Benjamin Harold Seaman

Posted by on Oct 22, 2015 in Inspiration Wall Honorees | Comments Off

Benjamin Harold Seaman

Ben SeamanNominated in 2015. After graduation from Berlin High School in 1936, Ben Seaman was working in a factory in Milwaukee when the 2nd World War began. Because that industry was essential to the war effort his entry into the U.S. Navy was delayed. It was while he was on ship in the South Pacific that he read about a new car to be built and sold in the “States.” He wrote to the Kaiser-Frazer company asking about a franchise. He got his answer at another port and the Berlin native became an automobile dealer. Thus, the West Side Garage was born. The first home for the dealership was an old ice cream factory.

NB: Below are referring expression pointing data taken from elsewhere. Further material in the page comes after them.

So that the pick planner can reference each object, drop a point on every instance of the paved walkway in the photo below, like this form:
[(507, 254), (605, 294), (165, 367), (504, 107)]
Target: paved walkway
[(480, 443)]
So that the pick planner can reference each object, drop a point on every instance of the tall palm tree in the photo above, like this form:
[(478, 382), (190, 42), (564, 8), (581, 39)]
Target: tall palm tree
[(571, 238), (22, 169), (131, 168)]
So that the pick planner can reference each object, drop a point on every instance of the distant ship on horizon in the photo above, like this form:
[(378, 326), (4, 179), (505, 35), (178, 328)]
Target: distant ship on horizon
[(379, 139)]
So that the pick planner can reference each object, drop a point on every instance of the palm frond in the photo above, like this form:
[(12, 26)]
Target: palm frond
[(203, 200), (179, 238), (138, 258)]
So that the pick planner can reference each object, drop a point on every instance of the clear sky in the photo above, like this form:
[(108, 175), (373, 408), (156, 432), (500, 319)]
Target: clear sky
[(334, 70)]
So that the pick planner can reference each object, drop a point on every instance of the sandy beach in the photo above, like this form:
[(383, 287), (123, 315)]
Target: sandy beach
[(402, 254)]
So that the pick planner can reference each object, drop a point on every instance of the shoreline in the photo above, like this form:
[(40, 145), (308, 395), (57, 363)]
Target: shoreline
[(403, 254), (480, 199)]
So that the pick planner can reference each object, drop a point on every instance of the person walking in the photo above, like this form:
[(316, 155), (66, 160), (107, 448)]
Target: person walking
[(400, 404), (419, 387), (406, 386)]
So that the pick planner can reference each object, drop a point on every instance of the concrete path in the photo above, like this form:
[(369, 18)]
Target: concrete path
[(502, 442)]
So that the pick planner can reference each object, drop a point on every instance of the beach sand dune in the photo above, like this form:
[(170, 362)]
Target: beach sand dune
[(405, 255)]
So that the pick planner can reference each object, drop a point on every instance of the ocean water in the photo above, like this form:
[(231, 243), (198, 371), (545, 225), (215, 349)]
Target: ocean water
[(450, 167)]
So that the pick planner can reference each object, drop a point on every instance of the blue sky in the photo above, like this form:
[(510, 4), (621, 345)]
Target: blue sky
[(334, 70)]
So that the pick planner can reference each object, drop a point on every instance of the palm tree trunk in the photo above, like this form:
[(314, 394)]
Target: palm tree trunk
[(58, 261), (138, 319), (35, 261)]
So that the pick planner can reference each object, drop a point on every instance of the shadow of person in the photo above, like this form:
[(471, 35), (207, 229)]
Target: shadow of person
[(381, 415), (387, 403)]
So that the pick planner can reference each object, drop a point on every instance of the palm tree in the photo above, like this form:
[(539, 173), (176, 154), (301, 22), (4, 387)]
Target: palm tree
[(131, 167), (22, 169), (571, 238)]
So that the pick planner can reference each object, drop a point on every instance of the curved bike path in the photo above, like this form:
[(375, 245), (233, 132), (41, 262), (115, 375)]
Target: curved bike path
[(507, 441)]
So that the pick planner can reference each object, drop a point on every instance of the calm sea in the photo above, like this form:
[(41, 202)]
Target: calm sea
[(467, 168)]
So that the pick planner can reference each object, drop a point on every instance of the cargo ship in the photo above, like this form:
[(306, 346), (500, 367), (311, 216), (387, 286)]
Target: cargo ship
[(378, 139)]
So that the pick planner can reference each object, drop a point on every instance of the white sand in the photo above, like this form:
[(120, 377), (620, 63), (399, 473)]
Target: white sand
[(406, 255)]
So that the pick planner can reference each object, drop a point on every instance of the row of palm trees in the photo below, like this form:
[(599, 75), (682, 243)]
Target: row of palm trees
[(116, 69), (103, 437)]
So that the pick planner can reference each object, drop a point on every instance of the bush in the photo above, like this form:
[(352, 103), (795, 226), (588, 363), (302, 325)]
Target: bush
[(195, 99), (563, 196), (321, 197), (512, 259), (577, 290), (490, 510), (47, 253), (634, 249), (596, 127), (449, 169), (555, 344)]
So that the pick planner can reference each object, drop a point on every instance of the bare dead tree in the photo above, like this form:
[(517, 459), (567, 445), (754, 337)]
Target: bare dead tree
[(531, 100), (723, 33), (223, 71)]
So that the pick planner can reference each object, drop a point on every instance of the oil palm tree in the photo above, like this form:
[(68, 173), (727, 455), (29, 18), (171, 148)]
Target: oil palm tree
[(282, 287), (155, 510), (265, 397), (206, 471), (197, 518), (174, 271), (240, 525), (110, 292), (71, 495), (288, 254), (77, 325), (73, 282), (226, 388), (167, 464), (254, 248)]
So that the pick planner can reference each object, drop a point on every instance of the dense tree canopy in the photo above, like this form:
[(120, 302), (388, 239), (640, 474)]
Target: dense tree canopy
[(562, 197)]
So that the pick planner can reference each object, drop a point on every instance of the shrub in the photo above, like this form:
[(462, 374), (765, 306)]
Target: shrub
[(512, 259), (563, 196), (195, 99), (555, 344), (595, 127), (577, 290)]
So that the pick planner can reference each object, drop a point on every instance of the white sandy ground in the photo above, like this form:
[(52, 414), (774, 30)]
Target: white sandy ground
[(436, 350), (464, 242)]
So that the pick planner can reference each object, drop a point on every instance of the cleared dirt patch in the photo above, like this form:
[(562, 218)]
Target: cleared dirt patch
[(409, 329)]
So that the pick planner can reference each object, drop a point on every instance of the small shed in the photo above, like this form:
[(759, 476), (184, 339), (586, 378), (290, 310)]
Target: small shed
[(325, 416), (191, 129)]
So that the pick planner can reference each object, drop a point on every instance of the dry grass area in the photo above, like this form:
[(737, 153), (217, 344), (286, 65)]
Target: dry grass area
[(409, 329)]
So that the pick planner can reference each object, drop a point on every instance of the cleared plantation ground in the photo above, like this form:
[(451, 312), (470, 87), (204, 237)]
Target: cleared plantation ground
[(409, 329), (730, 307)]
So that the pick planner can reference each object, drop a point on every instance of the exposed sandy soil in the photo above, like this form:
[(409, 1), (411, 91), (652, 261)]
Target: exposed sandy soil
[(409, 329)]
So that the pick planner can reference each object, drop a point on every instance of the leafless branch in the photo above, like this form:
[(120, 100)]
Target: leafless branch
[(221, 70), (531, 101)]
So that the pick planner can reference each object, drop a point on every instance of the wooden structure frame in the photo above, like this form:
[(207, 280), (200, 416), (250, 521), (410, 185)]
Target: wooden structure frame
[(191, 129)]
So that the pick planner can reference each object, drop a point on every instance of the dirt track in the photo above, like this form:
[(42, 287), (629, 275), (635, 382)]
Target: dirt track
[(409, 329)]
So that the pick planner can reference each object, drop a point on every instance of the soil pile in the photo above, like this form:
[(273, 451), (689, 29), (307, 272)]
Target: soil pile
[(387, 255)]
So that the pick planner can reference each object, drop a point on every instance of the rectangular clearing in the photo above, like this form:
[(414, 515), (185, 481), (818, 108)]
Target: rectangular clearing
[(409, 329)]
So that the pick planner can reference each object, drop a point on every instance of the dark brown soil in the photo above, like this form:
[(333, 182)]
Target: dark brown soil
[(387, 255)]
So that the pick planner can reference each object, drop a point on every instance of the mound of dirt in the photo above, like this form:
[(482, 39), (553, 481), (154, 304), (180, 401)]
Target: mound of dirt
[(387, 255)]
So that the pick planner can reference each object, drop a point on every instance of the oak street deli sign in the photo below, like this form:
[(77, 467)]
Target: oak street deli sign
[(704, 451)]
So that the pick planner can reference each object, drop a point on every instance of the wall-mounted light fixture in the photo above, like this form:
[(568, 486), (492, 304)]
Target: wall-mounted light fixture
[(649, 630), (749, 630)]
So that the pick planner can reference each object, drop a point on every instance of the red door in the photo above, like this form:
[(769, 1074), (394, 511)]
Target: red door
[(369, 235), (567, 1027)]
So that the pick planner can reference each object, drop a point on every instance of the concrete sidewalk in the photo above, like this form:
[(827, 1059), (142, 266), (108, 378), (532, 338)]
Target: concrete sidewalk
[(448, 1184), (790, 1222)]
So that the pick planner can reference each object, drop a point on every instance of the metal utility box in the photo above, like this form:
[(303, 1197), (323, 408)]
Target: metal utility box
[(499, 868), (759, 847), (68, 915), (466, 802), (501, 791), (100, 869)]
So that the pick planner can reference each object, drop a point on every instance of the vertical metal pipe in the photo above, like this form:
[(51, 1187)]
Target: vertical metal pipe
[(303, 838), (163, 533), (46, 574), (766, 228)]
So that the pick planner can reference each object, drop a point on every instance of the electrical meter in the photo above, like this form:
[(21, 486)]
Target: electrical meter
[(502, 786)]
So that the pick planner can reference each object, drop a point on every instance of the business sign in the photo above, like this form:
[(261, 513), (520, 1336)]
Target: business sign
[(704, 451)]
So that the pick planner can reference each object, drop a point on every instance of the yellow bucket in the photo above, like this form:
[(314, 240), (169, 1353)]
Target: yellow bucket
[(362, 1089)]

Seaman built his West Side garage business, selling over 1,000 automobiles from 1946 to 1953. With the exception of one dealer in Milwaukee, the Seaman agency became the largest in Wisconsin, setting records for the company even though those cars were not the most popular in the American market.

While on a hunting trip in Canada, Ben was stricken with polio in 1952. He was able to overcome the disease but he walked with a noticeable limp for the rest of his life.

Over the next several years Seaman added new dealerships to his stable of cars and added property to grow his West Side dealership to encompass an entire city block. He also purchased a bus company that still operates today….Mascoutin Transporation.

His interest in his community, its welfare and its people are evident by the number of organizations he belonged to, worked for, and lead. He was one of nine men who started the Berlin Community Development Corporation, a corporation dedicated to bringing new businesses to Berlin.

His huge entrepreneurship is matched by his generosity in helping other people start up their own businesses. He was always willing to sit down with anyone and share with them his experiences, successes and failures. Ben Seaman had an ‘open door’ policy long before the term became a catch phrase for society.

His favorite saying was: The harder you work, the more successful you will be.